Hingga kuberanikan diri mendekatkan wajahku dan mengecup bibirnya. Suser
Vero tak menolak, namun ia hanya menundukkan kepalanya. Aku semakin berani
dan ku ubah posisiku hingga kami saling berhadapan.
Suster
Vero menatapku dan kami kembali saling berciuman. Kali ini suster
Vero mencoba membalas ciumanku, bibir kami saling berpagutan seolah ingin
saling menunjukan kedalaman cinta kami satu-sama lain. Aku yang memang sudah
terbiasa bermain cinta dengan pacar-pacarku, ditambah dengan referensi film
biru yang sering ku tonton, membuatku tak puas dengan hal itu. Kontolku yang
sudah tegang saat kami saling berpelukan dibawah payung, menjadi semakin besar
dan mengeras mendesak suster Vero.
Ku usapkan
tanganku di punggungnya sambil kami tetap saling berpagutan, sesekali kuturunkan
hingga mengenai pantatnya yang memang benar kencang seperti bayanganku selama
ini. Sampai hinga saat aku hendak menyingkapkan roknya, suster
Vero melepaskan ciumannya dan kemudian mendorongku agar menjauh.
“Jangan
Toni… Kita sudah terlalu jauh …. Dan aku rasa kita sudah sangat salah dan
berdosa…”
Emosiku
bergejolak saat itu, akal sehatku justru semakin hilang saat kudengar kata-kata
suster Vero itu.
“Tapi suster
… Toni benar-benar sayang sama suster…”
“Aku tahu,
dan aku juga sayang sama Toni… Tapi …”
Aku berjalan
mendekat dan kupeluk suster Vero….
“Ijinkan
Toni menunjukan rasa sayang Toni, setidaknya untuk sekali ini saja …”

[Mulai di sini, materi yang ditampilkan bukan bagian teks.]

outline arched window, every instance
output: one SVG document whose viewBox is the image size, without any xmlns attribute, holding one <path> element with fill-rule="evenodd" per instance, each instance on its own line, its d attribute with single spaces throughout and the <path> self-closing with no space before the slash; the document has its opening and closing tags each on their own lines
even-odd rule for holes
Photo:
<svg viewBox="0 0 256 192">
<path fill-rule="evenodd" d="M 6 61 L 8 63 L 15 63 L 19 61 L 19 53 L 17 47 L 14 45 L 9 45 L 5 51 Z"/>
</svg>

entah setan apa yang merasukiku sehingga kata-kata itu tiba-tiba kubisikan di
telinga suster Vero.
Mata kami
kembali beradu seketika bibir kami pun juga kembali berpagutan.
Kutarik
tangan kanan suster Vero yang masih terasa ragu menelusup kedalam celana
jeansku, masih terasa susah karena kami juga masih menikmati lidah kami yang
juga saling beradu. Dengan sigap kubuka kancing dan retsliting celanaku hingga
kontolku pun terbebas mengacung meski masih dalam genggaman suster Vero.
Kubimbing tangannya untuk mengocok kontolku yang besar dan panjang itu.
Aku masih
berkonsentrasi dengan bibirnya, sesekali kuremas payudaranya dari luar bajunya.
Hingga saat kocokan tangannya kurasakan semakin berirama, kutekan kedua bahunya
kebawah. Suster Vero sepertinya sudah sedikit paham dengan maksudku. Ia
sudah dalam posisi berlutut dan dihadapannya sudah mengacung kontolku yang
tegak mengacung, kepalanya menengadah dan kedoa bola matanya menatapku
dalam-dalam.
Tanpa
kata-kata seolah Ia tahu apa yang harus dikerjakan saat kugerakkan pantatku
perlahan hingga ujung kontolku menyentuh bibirnya. Bibirnya yang tipis perlahan
terbuka seolah mempersilahkan kontolku merasakan kehangatan mulutnya. Perlahan
kepalanya mulai bergerak maju-mundur dengan penuh perasaan,
“Plop… Flop…
Slrph…’’’
“Terus
suster … Terus sayang …” aku meracau sekenanya sementara sesekali kulihat
suster kesayanganku sudah mulai mahir memijat kontol besarku dengan mulutnya.
“Pelan
sayang …” aku bahkan memintanya untuk mengulum penisku perlahan, karena saat
itu aku merasa akan segera mencapai puncaknya.
“Crot … Crot
…Crot … Cret …”
“Argh.. Hueks
… Aaaahhhh ….” suster Vero terkejut dan seketika melepaskan kontolku
keluar dari mulutnya.
Spermaku pun
berjatuhan saat ia membuka mulutnya yang kutembakan beberapa kali bahkan saat
ia mencoba melepaskan kontolku justru tembakan yang tersisa mengenai pipinya.
“Toni… Kamu
jahat …”
Aku mendekap
tubuh kekasihku itu dan kukecup keningnya, kamipun kembali berpelukan sambil
menunggu hujan reda di tengah hutan itu.
Cerita Mesum, Cerita Seks, Cerita Selingkuh, Cerita Bokep, Cerita ML, Kisah Sex, Cerita Dewasa Terbaru, Kumpulan Cerita Seks



No comments:
Post a Comment
Note: Only a member of this blog may post a comment.